WITH id(g) as id, collect(move) as moves, g
WITH id, moves, size(moves) as total, g
WHERE total >= 10
SET g.movesAsColl = moves[0..10]

Similarity algorithm need a numeric collection, so now I need one more step to convert moves like “e4”, “Nf6” into numbers (id code of move).

MATCH (g:Game)
UNWIND g.movesAsColl as move
WITH collect(move) as moves
WITH apoc.coll.toSet(moves) as result
MATCH (g:Game)
UNWIND g.movesAsColl as move
WITH { code: apoc.coll.indexOf(result, move), move: move } as item, g
WITH collect(item.code) as codes, g
SET g.movesAsCodes = codes

Now game nodes ready to be measured on similarity condition. I set WHERE condition to look at similarity between 0.5 and 1.

MATCH (g1:Game)
MATCH (g2:Game)
WHERE id(g1) <> id(g2)
WITH g1, g2, algo.similarity.jaccard(g1.movesAsCodes, g2.movesAsCodes) AS similarity
WHERE similarity > 0.5 AND similarity < 1 AND g1.opening <> g2.opening
RETURN g1.opening, g1.movesAsColl, g2.opening, g2.movesAsColl, similarity
ORDER BY similarity DESC
LIMIT 10

For this subgroup, you can see, that it gives me much more clarity, that the position on board is similar. Even when opening is different as it is not match the original moves sequence. Position is both games still very close to each other. This is really cool. Save similarity as relationship:

MATCH (g1:Game)
MATCH (g2:Game)
WHERE id(g1) <> id(g2)
WITH g1, g2, algo.similarity.jaccard(g1.movesAsCodes, g2.movesAsCodes) AS similarity
WHERE similarity > 0.5
MERGE (g1)-[:SIMILAR_TO { weight: similarity }]->(g2)

Now, I can recalculate my win stats based on similarity, must be wider than matching by opening name. Results by matching of first 10 moves.

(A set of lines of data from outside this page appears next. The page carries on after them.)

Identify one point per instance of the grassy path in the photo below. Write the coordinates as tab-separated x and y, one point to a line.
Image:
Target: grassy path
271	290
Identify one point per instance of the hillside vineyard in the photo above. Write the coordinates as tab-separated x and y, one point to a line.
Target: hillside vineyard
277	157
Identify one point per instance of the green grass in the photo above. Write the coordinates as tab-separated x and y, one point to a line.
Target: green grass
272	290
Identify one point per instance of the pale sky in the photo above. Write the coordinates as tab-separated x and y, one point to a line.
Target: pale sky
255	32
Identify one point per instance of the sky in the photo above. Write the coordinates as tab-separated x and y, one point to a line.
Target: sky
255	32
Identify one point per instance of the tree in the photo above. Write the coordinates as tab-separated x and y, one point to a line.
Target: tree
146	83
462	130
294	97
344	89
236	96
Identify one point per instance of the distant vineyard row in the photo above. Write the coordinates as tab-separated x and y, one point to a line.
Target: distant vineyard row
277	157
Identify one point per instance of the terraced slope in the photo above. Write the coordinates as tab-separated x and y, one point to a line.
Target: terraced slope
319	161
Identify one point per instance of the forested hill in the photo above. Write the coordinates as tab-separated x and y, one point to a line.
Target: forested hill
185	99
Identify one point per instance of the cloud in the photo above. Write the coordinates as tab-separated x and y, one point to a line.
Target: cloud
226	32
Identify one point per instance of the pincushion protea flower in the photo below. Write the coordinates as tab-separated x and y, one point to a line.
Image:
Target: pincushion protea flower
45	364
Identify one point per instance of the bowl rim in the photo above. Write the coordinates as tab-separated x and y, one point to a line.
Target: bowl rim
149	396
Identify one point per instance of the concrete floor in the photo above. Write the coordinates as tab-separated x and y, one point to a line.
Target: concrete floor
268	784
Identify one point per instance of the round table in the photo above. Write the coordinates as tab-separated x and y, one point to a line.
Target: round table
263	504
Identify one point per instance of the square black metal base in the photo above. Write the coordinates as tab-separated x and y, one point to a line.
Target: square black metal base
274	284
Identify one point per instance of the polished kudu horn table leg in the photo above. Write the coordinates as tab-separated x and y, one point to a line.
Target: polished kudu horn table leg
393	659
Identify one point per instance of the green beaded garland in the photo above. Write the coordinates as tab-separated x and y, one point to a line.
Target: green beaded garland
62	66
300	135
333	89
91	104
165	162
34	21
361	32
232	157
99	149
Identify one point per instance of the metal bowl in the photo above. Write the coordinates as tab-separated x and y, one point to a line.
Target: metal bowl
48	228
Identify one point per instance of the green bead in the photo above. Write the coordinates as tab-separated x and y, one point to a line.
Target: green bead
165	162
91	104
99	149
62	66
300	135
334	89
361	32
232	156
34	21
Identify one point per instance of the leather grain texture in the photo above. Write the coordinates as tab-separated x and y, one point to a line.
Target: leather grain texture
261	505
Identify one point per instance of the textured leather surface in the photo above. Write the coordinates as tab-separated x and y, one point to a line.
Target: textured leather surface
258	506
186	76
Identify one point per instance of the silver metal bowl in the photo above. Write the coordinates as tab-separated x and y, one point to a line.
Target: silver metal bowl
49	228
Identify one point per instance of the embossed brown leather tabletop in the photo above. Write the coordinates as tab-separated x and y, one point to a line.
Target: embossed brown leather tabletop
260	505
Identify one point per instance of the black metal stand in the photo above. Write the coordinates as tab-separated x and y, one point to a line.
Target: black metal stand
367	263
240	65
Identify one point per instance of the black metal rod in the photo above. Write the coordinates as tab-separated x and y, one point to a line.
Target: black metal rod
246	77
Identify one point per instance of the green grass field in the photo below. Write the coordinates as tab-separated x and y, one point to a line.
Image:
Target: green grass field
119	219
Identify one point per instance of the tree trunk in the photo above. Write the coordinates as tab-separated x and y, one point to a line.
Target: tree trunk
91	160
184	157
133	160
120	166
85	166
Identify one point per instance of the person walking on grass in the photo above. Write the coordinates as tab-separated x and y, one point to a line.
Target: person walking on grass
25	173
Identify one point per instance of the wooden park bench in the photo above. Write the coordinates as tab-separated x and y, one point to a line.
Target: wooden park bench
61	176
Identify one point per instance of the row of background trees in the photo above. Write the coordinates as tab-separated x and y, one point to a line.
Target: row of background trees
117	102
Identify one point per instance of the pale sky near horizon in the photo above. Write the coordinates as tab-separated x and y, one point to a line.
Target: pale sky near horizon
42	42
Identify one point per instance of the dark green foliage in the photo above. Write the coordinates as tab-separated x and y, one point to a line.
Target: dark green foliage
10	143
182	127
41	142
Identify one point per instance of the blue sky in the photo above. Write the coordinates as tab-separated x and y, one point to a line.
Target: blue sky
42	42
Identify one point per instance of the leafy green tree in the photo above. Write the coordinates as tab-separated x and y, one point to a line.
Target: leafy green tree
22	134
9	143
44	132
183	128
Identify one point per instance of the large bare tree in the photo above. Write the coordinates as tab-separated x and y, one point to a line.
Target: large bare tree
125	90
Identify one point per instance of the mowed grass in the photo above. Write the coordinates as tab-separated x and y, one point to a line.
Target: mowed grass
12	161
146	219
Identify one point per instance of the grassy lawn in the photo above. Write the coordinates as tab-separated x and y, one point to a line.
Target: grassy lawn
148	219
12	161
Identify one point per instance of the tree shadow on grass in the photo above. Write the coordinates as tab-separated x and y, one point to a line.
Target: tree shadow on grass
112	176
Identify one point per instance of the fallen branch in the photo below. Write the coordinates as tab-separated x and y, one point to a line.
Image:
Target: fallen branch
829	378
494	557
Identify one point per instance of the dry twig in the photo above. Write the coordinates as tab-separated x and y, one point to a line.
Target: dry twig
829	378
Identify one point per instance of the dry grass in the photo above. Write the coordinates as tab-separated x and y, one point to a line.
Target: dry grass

MATCH (g:Game)-[s:SIMILAR_TO]-()
WHERE s.weight > 0.5
AND (g.whiteUser = "vladbatushkov" AND g.whiteResult = "win") OR (g.blackUser = "vladbatushkov" AND g.blackResult = "win")
WITH id(g) as id, s.weight as weight, g.opening as opening
WITH { wins: collect(id), openings: collect(opening), weight: weight } as item
RETURN item.weight as similarity, size(apoc.coll.toSet(item.wins)) as totalWins, apoc.coll.toSet(item.openings) as includesOpenings

Resume

Chess analysis is interesting and hard. I spand whole evening on discovering similarity of “opening”. But I have more ideas now to discover. For example, would be awesome to wirte a query, that can predict how good my current position is. It also would be wonderful to ask for suggestion for the next move. Not a blunder one, for sure, but a good move.

So, I will continue investigate this topic and improve my current results in the nearest future. Look for Updates of this article or maybe a new article on this cool topic.